Canadian Journal of Chemical Engineering, Vol.99, No.2, 423-434, 2021
Experimental methods in chemical engineering: Temperature programmed surface reaction spectroscopy-TPSR
Temperature programmed surface reaction spectroscopy (TPSR) is a powerful technique to determine the surface chemistry of bulk metal, supported metal, bulk metal oxide, supported metal oxide, zeolite, and molecular sieve catalysts. It can provide both qualitative and quantitative analysis of the surface active sites present on the catalyst surface, the reaction mechanisms, and kinetics occurring on the catalyst surface by using chemical probe molecules such as alcohols, carboxylates, and specific acidic-basic reacting gases. In this tutorial review, the highly informative CH3OH chemical probe molecule was used to highlight the information that can be obtained from CH3OH-TPSR experiments. The CH3OH molecule readily interacts with the catalyst surface to form surface CH3O center dot and HCOO center dot intermediates that react to produce HCHO/HCOOCH3/(CH3O)(2)CH2, CH3OCH3, and CO/CO2 products related to the surface redox, acid and basic nature, respectively. Integration of the CH3OH-TPSR spectra peaks provide the number of surface active sites. The surface kinetic information provided by CH3OH-TPSR allows to discriminate between different reaction mechanisms (first-order, second-order, Langmuir-Hinshelwood, and Mars-van Krevelen). We discuss the uncertainty inherent in CH3OH-TPSR experiments and address source of errors and detection limits.

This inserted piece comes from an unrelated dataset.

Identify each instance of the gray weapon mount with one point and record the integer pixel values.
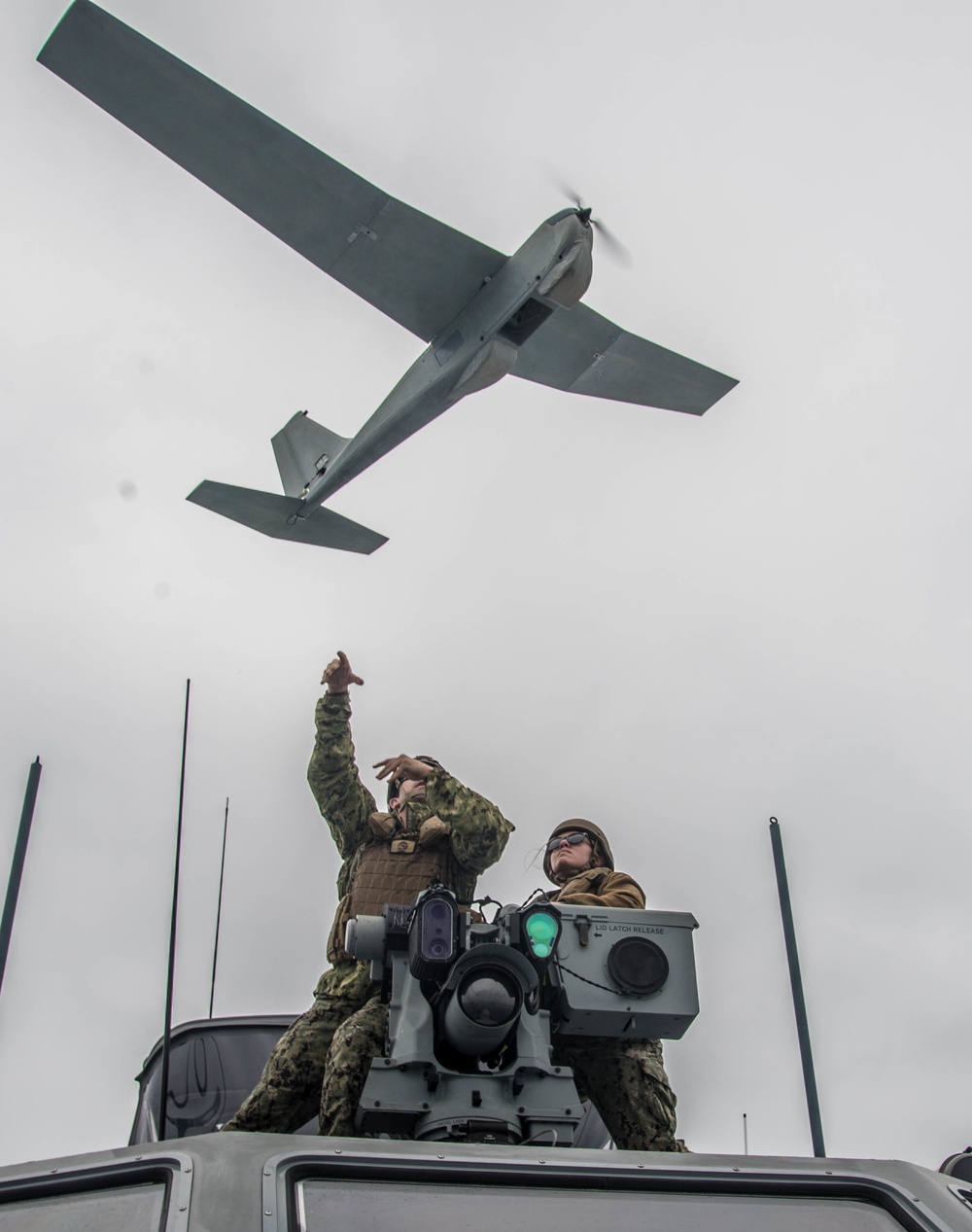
(477, 1010)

Web of Science indexed over 800 articles citing TPSR since 1990. A bibliometric analysis identified four clusters of reactions and catalysts: the dominant catalysts for partial oxidation and water gas shift were Ni, Ru, and Pt; CeO2, Co, Cu, Rh, Pd, and perovskites were the main catalysts for combustion and hydrogenation; Ag and zeolites were grouped with reduction; and, Al2O3, ZrO2, SiO2, and V2O5 were applied for dehydrogenation.